Cette boutade ne fait pas avancer le problème et il est bien difficile d’avoir une opinion, car tout ce que l’on dit peut se retourner contre nous. On est dans le camp des barbares si on soupçonne la moindre hystérie pour les symptômes des électrohypersensibles ou la moindre phobie pour les tumeurs cérébrales à venir. Inversement, on est mis dans le camp des écolos fanatiques si on suggère qu’il faudrait faire quelques études sérieuses pour s’assurer de l’innocuité de cette envahissante modernité.

Pour les cancers à venir, c’est certain, je n’ai pas d’opinion et je ne pourrais sans doute pas en avoir de sitôt, car l’étude qui permettrait de conclure avec certitude exigerait une telle rigueur méthodologique et inclure un nombre si élevé de personnes qu’il paraît mathématiquement impossible de savoir avant un demi-siècle. Prenons-en pour preuve les sévères critiques envers l’étude de cohorte « Interphone », dirigée par le très sérieux CIRC.

Pour les symptômes présents des électrohypersensibles, je n’ai pas d’opinion non plus, car il m’est tout à fait impossible de me mettre dans leur peau. Par contre l’étude qui permettrait de dévoiler avec une certitude absolue la moindre hystérisation des symptômes ressentis est extrêmement facile à faire. En appliquant la méthode du double insu contre placebo, il suffirait de quelques centaines d’individus répartis au hasard dans deux chambres émettant ou non des ondes. Un formulaire neutre permettrait ensuite de noter les symptômes ressentis.
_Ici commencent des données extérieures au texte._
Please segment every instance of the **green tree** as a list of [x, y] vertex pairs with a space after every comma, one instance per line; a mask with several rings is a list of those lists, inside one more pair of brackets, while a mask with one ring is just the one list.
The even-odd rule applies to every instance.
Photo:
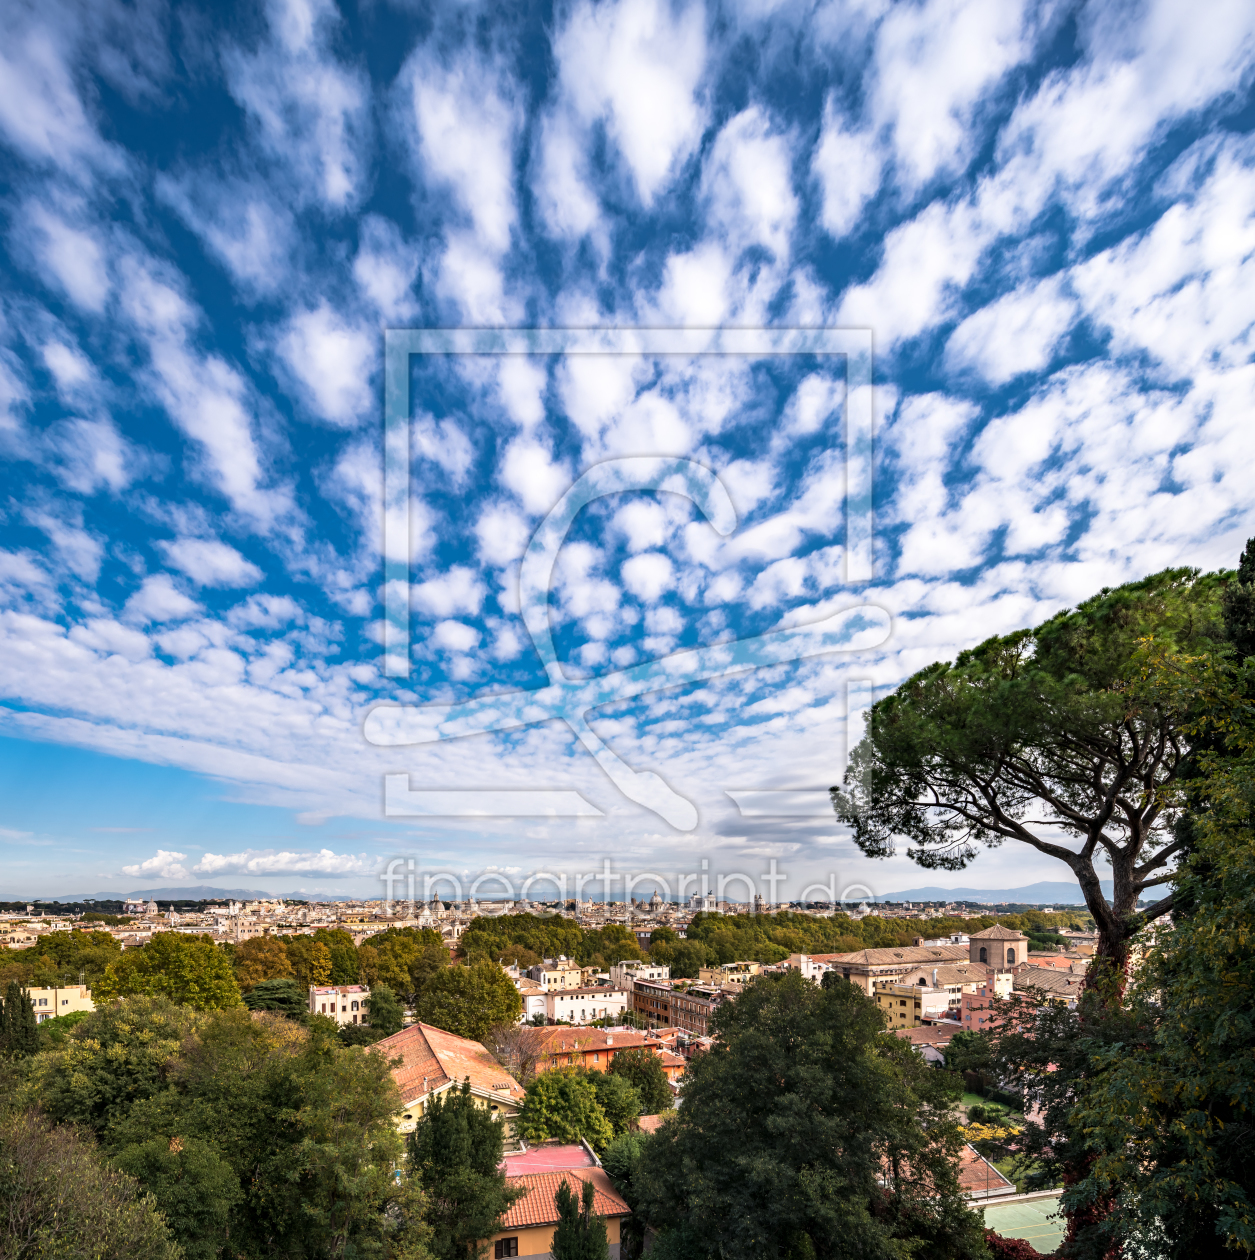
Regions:
[[883, 1035], [857, 988], [762, 976], [714, 1026], [644, 1148], [654, 1228], [694, 1258], [986, 1255], [956, 1175], [954, 1077]]
[[[1249, 581], [1227, 615], [1249, 611]], [[1145, 1018], [1092, 1047], [1071, 1118], [1092, 1162], [1066, 1201], [1113, 1208], [1091, 1228], [1095, 1253], [1255, 1251], [1255, 661], [1232, 681], [1201, 665], [1157, 662], [1219, 736], [1189, 785], [1198, 825], [1176, 885], [1191, 913], [1155, 937], [1132, 992]]]
[[295, 975], [288, 947], [277, 936], [255, 936], [251, 941], [241, 941], [231, 961], [244, 993], [263, 980], [288, 980]]
[[284, 942], [297, 985], [308, 991], [331, 983], [331, 951], [312, 936], [289, 936]]
[[636, 1090], [642, 1115], [656, 1116], [675, 1106], [662, 1060], [652, 1050], [620, 1050], [610, 1061], [610, 1074], [623, 1077]]
[[54, 1120], [103, 1133], [136, 1102], [166, 1088], [170, 1067], [201, 1018], [162, 997], [97, 1007], [62, 1049], [35, 1056], [26, 1096]]
[[288, 1019], [303, 1020], [309, 1014], [309, 996], [287, 977], [261, 980], [244, 994], [250, 1011], [274, 1011]]
[[405, 1010], [397, 1001], [397, 995], [386, 984], [377, 984], [370, 991], [367, 1001], [370, 1026], [381, 1037], [399, 1033], [405, 1023]]
[[626, 1133], [641, 1114], [641, 1096], [636, 1087], [623, 1073], [590, 1072], [588, 1079], [615, 1135]]
[[412, 1006], [427, 980], [449, 965], [449, 950], [430, 928], [388, 928], [358, 948], [358, 971], [372, 988], [386, 984]]
[[155, 932], [147, 945], [127, 950], [112, 971], [121, 997], [166, 997], [198, 1011], [242, 1004], [231, 960], [211, 936]]
[[353, 937], [343, 928], [319, 928], [314, 933], [314, 940], [326, 946], [331, 958], [331, 976], [327, 983], [357, 984], [360, 975]]
[[409, 1161], [427, 1196], [437, 1260], [473, 1260], [521, 1191], [499, 1167], [505, 1129], [479, 1106], [469, 1081], [432, 1098], [409, 1139]]
[[1005, 840], [1064, 863], [1098, 925], [1097, 957], [1122, 977], [1132, 936], [1174, 904], [1135, 912], [1183, 847], [1173, 793], [1190, 751], [1188, 703], [1148, 685], [1145, 640], [1215, 651], [1227, 580], [1165, 570], [930, 665], [872, 706], [845, 788], [832, 789], [838, 817], [871, 857], [905, 836], [930, 869], [961, 870]]
[[985, 1033], [964, 1028], [950, 1038], [945, 1059], [951, 1072], [988, 1072], [993, 1066], [993, 1046]]
[[0, 1003], [0, 1054], [25, 1059], [39, 1049], [35, 1008], [21, 986], [11, 980]]
[[610, 1260], [605, 1218], [593, 1210], [597, 1190], [585, 1181], [577, 1198], [565, 1178], [554, 1195], [558, 1227], [553, 1231], [553, 1260]]
[[153, 1200], [89, 1139], [35, 1112], [0, 1117], [0, 1260], [179, 1260]]
[[243, 1197], [239, 1177], [211, 1142], [150, 1138], [124, 1146], [113, 1164], [153, 1196], [188, 1260], [214, 1260]]
[[494, 1024], [512, 1024], [523, 1010], [519, 991], [493, 962], [446, 967], [423, 986], [415, 1014], [424, 1024], [483, 1041]]
[[644, 1133], [620, 1134], [601, 1153], [601, 1166], [632, 1209], [632, 1215], [619, 1223], [619, 1251], [622, 1260], [637, 1260], [644, 1250], [645, 1227], [638, 1211], [641, 1196], [637, 1185], [641, 1157], [651, 1139]]
[[584, 1138], [598, 1151], [614, 1137], [589, 1074], [579, 1068], [555, 1068], [536, 1076], [527, 1087], [515, 1129], [525, 1142]]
Il serait également possible d’émettre de légers bruits comme leurre dans l’une ou l’autre chambre alternativement. Un tel essai dont le coût ne me paraît pas exorbitant suffirait à définir avec une irréprochable précision statistique, la réalité des symptômes allégués.

La seule question qui doit donc se poser dans ce dossier du téléphone portable est celle de savoir pourquoi un essai aussi simpliste sur la réalité des nuisances immédiates n’a pas été fait avant d’entamer la longue coûteuse et hasardeuse étude interphone sur les nuisances à long terme.

Sur les différentes réponses possibles à cette question, j’avoue ne pas avoir d’opinion non plus. On pourrait me dire qu’avec si peu d’opinion, j’aurai mieux fait de me taire.

En effet…

Sauf si vraiment personne n’a jamais eu l’idée de faire une étude aussi évidente.